Land area: 35,867 sq mi. (92,896 sq km)

Geographic center: In Boone Co., 14 mi. NNW of Indianapolis

Number of counties: 92

Largest county by population and area: Marion, 918,887 (2014); Allen, 657 sq mi.

State parks: 23 (56,409 ac.)

State historic sites: 17 (2,007 ac.)

Residents: Indianan, Indianian, Hoosier

2015 resident population: 6,619,680

2010 resident census population (rank): 6,483,802 (15). Male: 3,189,737 (49.2%); Female: 3,294,065 (50.8%); White: 5,467,906 (84.3%); Black: 591,397 (9.1%); American Indian: 18,462 (0.3%); Asian: 102,474 (1.6%); Other race: 173,314 (2.4%); Two or more races: 127,901 (2.0%); Hispanic/Latino: 389,707 (6.0%). 2010 population 18 and over: 4,875,504; 65 and over: 841,108 (12.8%); median age: 37.0.

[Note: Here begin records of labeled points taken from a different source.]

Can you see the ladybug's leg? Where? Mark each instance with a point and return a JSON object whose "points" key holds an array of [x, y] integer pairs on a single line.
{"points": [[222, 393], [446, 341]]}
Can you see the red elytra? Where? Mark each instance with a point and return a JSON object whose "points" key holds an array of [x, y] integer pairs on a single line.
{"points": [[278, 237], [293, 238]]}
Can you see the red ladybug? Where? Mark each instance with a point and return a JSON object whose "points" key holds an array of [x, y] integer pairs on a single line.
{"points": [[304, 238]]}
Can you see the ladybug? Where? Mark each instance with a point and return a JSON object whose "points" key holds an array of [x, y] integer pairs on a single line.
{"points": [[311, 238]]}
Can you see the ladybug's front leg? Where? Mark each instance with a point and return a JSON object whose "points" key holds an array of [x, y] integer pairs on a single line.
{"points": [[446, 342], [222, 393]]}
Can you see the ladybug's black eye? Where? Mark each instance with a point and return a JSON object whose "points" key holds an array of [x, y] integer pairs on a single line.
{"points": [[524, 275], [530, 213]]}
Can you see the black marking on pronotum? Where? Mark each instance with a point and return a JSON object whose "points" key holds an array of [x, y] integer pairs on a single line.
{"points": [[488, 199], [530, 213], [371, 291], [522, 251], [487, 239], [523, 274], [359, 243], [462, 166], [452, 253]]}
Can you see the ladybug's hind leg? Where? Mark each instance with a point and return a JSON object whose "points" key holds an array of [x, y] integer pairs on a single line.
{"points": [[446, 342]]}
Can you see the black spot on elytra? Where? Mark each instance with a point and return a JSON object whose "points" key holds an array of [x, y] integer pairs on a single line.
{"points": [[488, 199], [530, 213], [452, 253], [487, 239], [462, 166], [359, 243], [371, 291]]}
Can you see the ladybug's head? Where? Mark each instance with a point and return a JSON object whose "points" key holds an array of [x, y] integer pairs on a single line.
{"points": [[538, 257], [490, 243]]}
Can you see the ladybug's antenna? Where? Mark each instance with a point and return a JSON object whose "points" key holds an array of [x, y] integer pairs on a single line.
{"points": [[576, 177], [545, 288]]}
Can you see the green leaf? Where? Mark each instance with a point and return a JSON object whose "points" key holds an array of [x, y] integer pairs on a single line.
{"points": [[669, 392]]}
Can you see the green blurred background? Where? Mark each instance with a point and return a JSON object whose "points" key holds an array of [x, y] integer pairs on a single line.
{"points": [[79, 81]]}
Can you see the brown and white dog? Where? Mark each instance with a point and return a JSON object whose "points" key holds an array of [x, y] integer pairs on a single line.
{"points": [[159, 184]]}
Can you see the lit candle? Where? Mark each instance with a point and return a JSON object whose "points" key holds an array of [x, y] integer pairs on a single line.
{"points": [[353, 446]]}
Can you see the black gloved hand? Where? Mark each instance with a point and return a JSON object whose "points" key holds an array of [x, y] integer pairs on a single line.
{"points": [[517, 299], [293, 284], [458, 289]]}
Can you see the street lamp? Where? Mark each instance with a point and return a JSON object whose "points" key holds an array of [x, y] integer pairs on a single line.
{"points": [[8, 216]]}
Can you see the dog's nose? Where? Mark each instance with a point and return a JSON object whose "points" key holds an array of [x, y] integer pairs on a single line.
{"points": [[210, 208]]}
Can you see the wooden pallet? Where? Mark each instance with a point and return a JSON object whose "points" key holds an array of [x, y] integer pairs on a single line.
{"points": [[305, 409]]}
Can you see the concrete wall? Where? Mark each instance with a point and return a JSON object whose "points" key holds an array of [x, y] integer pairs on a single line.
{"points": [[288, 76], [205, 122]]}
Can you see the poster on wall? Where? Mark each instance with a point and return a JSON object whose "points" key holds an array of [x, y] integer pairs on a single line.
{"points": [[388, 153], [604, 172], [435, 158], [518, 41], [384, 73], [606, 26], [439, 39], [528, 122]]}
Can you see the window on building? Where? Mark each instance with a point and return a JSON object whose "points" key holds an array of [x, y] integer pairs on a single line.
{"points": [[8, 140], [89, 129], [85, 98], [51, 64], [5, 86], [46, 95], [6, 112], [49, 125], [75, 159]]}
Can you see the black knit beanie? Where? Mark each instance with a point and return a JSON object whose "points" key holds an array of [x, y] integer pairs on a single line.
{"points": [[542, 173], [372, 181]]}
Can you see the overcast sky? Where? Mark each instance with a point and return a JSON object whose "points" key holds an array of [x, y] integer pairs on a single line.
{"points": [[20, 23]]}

See additional census data

Area codes

Tourism office

First explored for France by Robert Cavelier, Sieur de la Salle, in 1679–1680, the region figured importantly in the Franco-British struggle for North America that culminated with British victory in 1763. George Rogers Clark led American forces against the British in the area during the Revolutionary War and, prior to becoming a state, Indiana was the scene of frequent Indian uprisings until the victories of Gen. Anthony Wayne at Fallen Timbers in 1794 and Gen. William Henry Harrison at Tippecanoe in 1811.

During the 19th century, Indiana was the site of several experimental communities, including those established by George Rapp and Robert Owen at New Harmony.

Indiana's 41-mile Lake Michigan waterfront—one of the world's great industrial centers—turns out iron, steel, and oil products. Products include automobile parts and accessories, mobile homes and recreational vehicles, truck and bus bodies, aircraft engines, farm machinery, and fabricated structural steel. Wood office furniture and pharmaceuticals are also manufactured.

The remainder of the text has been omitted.